Borçlunun borcu olmadığını ispat etmek için açmış olduğu davaya menfi tespit davası, borçlunun cebri icra tehdidi altında borcunu ödedikten sonra açtığı davaya ise istirdat davası denmektedir. Gerek istirdat davasının gerek menfi tespit davasının kesinleşmeden icraya konu edilebilmesi mümkün değildir. Aynı şekilde davaya ilişkin yargılama gideri, vekalet ücreti ve tazminatların da kesinleşmeden icraya konu edilebilmesi söz konusu değildir. 

“…Buna göre, şikayet tarihi itibariyle takibe konu ilam henüz kesinleşmediğinden menfi tespit davası İSTİRDATA DÖNÜŞMÜŞ OLSA DA BU İLAMIN KESİNLEŞMEDEN İNFAZI MÜMKÜN OLMAYACAĞINDAN mahkemece şikayetin kabulüne karar verilmesi gerekirken istemin yazılı gerekçe ile reddi yönünde hüküm tesisi isabetsizdir…” (Yargıtay 12. Hukuk Dairesi 2018/5448 E., 2019/1883 K., 12.02.2019 T.)

5- Sayıştay ilamları:

İşbu kararların da kesinleşmeden icraya konu edilebilmesi mümkün değildir. Bunun nedeni; idari yargılama sisteminin özellikleri, kamu otoritesinin korunmak istenmesi, idare ile birey arasındaki dengenin gözetilmesidir.

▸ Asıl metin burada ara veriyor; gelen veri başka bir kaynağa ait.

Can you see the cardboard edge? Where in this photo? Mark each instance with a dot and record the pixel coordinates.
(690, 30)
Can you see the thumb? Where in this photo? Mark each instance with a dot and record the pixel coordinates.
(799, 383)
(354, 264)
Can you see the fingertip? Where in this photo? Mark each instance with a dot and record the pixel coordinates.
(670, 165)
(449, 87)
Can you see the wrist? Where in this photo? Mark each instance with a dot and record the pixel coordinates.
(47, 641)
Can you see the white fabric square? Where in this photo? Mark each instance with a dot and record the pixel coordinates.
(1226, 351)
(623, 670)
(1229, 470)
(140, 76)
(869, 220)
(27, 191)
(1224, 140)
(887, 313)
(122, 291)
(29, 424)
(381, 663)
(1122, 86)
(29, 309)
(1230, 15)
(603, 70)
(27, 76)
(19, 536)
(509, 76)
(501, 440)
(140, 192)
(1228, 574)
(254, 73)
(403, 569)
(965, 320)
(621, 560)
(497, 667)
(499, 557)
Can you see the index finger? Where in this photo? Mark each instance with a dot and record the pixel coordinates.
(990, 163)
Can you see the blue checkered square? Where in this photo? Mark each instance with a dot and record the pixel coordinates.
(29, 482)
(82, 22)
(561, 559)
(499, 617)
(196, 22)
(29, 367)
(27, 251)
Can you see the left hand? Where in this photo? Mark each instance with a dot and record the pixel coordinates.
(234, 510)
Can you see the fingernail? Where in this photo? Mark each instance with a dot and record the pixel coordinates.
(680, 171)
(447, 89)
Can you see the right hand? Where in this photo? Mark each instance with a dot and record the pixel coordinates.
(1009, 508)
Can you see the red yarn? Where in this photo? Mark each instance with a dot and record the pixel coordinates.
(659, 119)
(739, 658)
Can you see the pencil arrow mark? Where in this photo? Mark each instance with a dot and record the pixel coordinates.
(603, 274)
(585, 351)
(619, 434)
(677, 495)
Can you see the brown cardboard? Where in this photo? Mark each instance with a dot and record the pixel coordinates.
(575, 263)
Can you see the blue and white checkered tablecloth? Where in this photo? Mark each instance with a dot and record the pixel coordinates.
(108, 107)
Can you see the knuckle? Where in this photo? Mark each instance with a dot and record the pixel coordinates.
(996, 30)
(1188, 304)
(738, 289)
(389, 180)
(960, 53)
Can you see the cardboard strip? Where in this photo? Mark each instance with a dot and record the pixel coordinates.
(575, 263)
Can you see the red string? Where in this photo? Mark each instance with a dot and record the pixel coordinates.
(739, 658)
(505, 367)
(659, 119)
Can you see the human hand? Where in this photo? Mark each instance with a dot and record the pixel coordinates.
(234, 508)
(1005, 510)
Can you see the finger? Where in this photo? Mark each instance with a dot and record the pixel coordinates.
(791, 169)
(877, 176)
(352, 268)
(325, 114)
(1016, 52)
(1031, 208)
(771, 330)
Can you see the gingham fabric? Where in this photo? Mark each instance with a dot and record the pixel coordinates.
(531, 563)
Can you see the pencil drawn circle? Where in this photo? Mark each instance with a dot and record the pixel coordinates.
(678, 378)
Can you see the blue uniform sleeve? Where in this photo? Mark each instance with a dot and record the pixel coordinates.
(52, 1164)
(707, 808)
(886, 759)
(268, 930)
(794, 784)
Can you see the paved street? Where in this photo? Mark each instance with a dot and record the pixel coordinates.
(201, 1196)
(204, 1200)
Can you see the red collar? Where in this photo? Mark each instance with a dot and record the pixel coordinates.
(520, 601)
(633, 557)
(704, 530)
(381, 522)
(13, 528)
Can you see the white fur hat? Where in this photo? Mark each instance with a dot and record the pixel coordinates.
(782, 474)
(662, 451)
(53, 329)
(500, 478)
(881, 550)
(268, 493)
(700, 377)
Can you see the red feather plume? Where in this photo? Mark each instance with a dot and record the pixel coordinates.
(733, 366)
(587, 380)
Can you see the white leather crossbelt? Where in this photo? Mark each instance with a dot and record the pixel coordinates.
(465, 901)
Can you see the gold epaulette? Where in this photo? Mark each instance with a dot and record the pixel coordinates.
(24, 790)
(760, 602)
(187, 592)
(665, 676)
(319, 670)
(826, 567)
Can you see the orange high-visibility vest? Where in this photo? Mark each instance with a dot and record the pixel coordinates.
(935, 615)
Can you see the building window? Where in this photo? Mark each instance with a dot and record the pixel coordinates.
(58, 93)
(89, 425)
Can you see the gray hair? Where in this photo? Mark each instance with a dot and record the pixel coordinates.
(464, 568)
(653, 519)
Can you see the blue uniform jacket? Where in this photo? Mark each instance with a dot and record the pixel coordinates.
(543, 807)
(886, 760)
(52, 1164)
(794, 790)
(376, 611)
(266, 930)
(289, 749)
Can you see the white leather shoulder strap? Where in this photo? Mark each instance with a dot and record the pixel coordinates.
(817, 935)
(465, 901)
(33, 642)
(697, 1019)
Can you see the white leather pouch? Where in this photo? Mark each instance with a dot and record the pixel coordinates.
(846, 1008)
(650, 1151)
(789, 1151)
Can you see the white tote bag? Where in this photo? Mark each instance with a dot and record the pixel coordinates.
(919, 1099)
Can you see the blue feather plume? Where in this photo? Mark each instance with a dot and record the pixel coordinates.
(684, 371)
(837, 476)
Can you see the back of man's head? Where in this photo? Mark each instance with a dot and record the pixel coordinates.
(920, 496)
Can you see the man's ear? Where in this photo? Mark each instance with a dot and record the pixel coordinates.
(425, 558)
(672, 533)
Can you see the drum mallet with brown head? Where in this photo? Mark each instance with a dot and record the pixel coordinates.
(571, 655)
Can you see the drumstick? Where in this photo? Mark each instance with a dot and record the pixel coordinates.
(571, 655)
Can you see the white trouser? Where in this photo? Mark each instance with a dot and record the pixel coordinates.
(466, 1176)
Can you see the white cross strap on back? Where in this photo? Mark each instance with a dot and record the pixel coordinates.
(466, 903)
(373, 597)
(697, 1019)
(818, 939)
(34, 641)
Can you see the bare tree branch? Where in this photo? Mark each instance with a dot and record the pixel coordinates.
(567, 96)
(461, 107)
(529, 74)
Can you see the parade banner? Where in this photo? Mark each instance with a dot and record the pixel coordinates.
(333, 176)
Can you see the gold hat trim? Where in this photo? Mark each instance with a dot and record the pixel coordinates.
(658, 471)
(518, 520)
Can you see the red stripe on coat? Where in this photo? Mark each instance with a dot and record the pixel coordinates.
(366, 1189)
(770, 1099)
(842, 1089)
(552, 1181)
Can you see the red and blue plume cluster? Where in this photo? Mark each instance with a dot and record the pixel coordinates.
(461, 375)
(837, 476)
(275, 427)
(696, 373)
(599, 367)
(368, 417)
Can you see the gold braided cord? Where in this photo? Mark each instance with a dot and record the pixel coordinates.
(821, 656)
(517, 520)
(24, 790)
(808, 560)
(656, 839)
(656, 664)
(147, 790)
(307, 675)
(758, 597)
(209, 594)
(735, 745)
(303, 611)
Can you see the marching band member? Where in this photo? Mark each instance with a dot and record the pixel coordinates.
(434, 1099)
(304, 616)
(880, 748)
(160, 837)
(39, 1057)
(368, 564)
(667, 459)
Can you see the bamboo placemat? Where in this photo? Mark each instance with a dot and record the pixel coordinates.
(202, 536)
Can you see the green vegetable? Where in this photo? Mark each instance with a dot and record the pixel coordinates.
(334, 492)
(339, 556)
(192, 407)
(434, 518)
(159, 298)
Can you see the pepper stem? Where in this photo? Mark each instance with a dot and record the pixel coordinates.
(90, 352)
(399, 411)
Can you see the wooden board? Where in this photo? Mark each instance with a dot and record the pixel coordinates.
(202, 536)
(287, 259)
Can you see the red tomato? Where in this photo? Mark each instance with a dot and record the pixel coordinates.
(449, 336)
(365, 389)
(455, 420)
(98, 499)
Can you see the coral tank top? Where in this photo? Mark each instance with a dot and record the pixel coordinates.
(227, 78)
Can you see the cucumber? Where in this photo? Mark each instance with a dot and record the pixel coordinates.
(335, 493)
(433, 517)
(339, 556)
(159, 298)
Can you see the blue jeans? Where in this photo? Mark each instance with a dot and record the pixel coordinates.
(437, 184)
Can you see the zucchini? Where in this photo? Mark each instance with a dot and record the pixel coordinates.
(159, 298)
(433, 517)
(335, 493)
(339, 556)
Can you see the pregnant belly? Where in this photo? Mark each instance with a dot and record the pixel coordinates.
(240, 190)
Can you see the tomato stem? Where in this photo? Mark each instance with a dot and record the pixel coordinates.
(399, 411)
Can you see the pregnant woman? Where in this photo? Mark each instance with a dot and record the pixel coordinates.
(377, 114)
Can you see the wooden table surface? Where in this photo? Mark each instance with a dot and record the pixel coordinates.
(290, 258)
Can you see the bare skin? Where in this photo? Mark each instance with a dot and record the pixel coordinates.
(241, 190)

6-Mahkumiyete ilişkin ceza ilamlarının tazminat ve yargılama giderlerine ilişkin kısımları:

Ceza mahkumiyet hükümleri 5275 Sayılı Ceza ve Güvenlik Tedbirlerinin İnfazı Hakkında Kanun’un 4. maddesi uyarınca kesinleşmeden infaz olunamayacağından mahkûmiyet kararının eklentisi olarak hükmolunan tazminat, yargılama giderleri ve vekalet ücreti de hüküm kesinleşmedikçe icraya konulamaz.

7-Bayrağına veya sicil kaydı olup olmadığına bakılmaksızın bütün gemilere ve bunlarla ilgili ayni haklara ilişkin ilamlar:

Görüleceği üzere; yalnızca ayni hakla sınırlı tutulmamış olup gemilerle ilgili tüm ilamların icrası için ilamın kesinleşmesi şart olduğu düzenleme altına alınmıştır.

8-İstihkak davasının kabulüne ilişkin ilamlar:

Mülkiyeti ihtilaflı olan taşınır veya taşınmaz bir malın aidiyetinin tespiti için açılan davaya İstihkak Davası denilmektedir. İstihkak Davasının Kabulü halinde malın mülkiyeti değişeceğinden buna ilişkin mahkeme ilamları kesinleşmeden icra takibine konu edilemez.  Ancak davanın reddi halinde kararın icraya konulabilmesi için kararın kesinleşmesi şart değildir.